One one hand, this was patently ridiculous - he’d known the man for years. On the other hand, it was the only possible - the only logical explanation - for why Wilbur was currently tiptoeing backwards from the brink of death whilst passed out on Quackity’s couch.
It was a situation completely outside his control. He had no answer for it, no framework to fall back on. Quackity could have never planned to be dealing with something like this, because the Wilbur he’d so often planned around would never do something like this, which meant that Quackity didn’t know Wilbur despite everything they’d gone through, which meant - well, what did it mean?
What did it mean for him, that this supposed rival of his, the first person to get any emotion out of him since Slime, was in truth a stranger? What did he have left if he didn’t even have Wilbur fucking Soot?

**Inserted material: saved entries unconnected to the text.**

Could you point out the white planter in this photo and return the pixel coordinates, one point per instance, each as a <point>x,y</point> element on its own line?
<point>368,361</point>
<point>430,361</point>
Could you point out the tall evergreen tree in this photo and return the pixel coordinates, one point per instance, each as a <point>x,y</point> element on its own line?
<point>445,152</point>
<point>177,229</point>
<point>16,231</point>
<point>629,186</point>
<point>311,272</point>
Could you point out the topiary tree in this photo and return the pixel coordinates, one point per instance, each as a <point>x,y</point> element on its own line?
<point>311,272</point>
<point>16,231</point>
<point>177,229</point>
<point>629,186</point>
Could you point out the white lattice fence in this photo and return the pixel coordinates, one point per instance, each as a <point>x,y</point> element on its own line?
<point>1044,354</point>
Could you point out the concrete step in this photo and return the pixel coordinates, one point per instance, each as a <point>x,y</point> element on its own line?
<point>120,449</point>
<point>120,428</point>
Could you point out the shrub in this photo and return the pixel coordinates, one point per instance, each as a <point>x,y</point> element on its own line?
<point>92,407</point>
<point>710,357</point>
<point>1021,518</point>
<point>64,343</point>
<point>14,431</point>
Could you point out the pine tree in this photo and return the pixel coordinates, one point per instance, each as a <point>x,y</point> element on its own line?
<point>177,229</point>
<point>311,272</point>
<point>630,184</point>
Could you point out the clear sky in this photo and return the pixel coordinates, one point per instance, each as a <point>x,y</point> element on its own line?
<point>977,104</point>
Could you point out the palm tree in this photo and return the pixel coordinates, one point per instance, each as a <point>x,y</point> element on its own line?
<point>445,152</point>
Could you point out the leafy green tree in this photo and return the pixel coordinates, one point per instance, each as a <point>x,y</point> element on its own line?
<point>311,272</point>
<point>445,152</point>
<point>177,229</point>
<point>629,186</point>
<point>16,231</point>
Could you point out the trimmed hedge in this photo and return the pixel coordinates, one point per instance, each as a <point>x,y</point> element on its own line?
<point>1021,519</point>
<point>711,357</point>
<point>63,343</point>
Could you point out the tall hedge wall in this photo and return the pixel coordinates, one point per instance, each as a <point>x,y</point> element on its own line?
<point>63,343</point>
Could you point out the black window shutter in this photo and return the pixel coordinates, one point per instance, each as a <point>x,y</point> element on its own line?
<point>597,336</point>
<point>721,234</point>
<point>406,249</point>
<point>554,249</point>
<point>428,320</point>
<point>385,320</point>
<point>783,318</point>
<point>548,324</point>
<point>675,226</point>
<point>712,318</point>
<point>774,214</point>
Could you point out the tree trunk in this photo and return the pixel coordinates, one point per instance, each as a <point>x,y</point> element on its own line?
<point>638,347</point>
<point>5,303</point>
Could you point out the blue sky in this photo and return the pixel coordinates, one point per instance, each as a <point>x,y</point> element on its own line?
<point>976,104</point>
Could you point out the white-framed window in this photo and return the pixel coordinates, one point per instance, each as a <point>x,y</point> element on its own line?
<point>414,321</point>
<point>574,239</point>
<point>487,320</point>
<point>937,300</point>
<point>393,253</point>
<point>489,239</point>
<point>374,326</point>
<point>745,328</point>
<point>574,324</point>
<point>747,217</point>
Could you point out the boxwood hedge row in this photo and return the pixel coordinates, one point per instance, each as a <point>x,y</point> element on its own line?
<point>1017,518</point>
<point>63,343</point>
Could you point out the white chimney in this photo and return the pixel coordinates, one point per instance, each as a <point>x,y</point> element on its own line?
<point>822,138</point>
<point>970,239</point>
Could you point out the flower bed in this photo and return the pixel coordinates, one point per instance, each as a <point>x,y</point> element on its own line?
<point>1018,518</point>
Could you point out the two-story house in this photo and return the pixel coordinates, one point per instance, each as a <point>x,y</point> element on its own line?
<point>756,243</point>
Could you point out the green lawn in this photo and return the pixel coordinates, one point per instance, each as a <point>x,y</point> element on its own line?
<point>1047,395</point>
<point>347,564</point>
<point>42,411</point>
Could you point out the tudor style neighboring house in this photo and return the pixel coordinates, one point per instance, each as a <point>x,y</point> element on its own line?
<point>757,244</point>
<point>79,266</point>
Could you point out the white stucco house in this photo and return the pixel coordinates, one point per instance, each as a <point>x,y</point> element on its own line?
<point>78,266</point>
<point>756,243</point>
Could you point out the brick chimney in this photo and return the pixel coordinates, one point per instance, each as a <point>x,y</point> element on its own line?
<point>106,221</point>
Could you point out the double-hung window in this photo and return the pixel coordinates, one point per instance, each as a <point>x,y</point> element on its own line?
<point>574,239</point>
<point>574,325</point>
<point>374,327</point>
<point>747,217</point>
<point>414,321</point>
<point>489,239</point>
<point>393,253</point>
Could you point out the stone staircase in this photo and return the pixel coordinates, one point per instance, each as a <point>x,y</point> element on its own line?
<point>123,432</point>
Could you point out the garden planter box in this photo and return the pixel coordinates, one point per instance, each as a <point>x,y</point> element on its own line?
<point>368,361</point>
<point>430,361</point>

What was Wilbur Soot to him, then and now? What was this feeling, like his heart was being ripped out of his chest, like he wanted to tear it out his damn self - why did he save Wilbur? Why did he care ?
His glass was empty. His breathing was ragged, catching on the inhale and painful on the exhale. His hands shook. He poured himself more whiskey, and poured until the glass was full, until it dripped over the sides and cooled his hands and splattered onto the desk, onto his muddy pants, onto the stainless, spotless carpet beneath.
It had been four hours and four minutes since Quackity had brought Wilbur Soot back to Las Nevadas. In that time, Quackity had drained the bottle of whiskey, and not moved from where he leaned against his desk to get more. He hadn’t moved to get water, either, or check Wilbur’s wound, or fucking get Foolish, or anything remotely useful. Once the whiskey had run out, he hadn’t done anything at all, just looked outside at his neat, elegant grid of lights.
And so it was at four hours and five minutes, when Wilbur announced his consciousness with a pained grunt, that Quackity turned to him - for once, with no plan at all.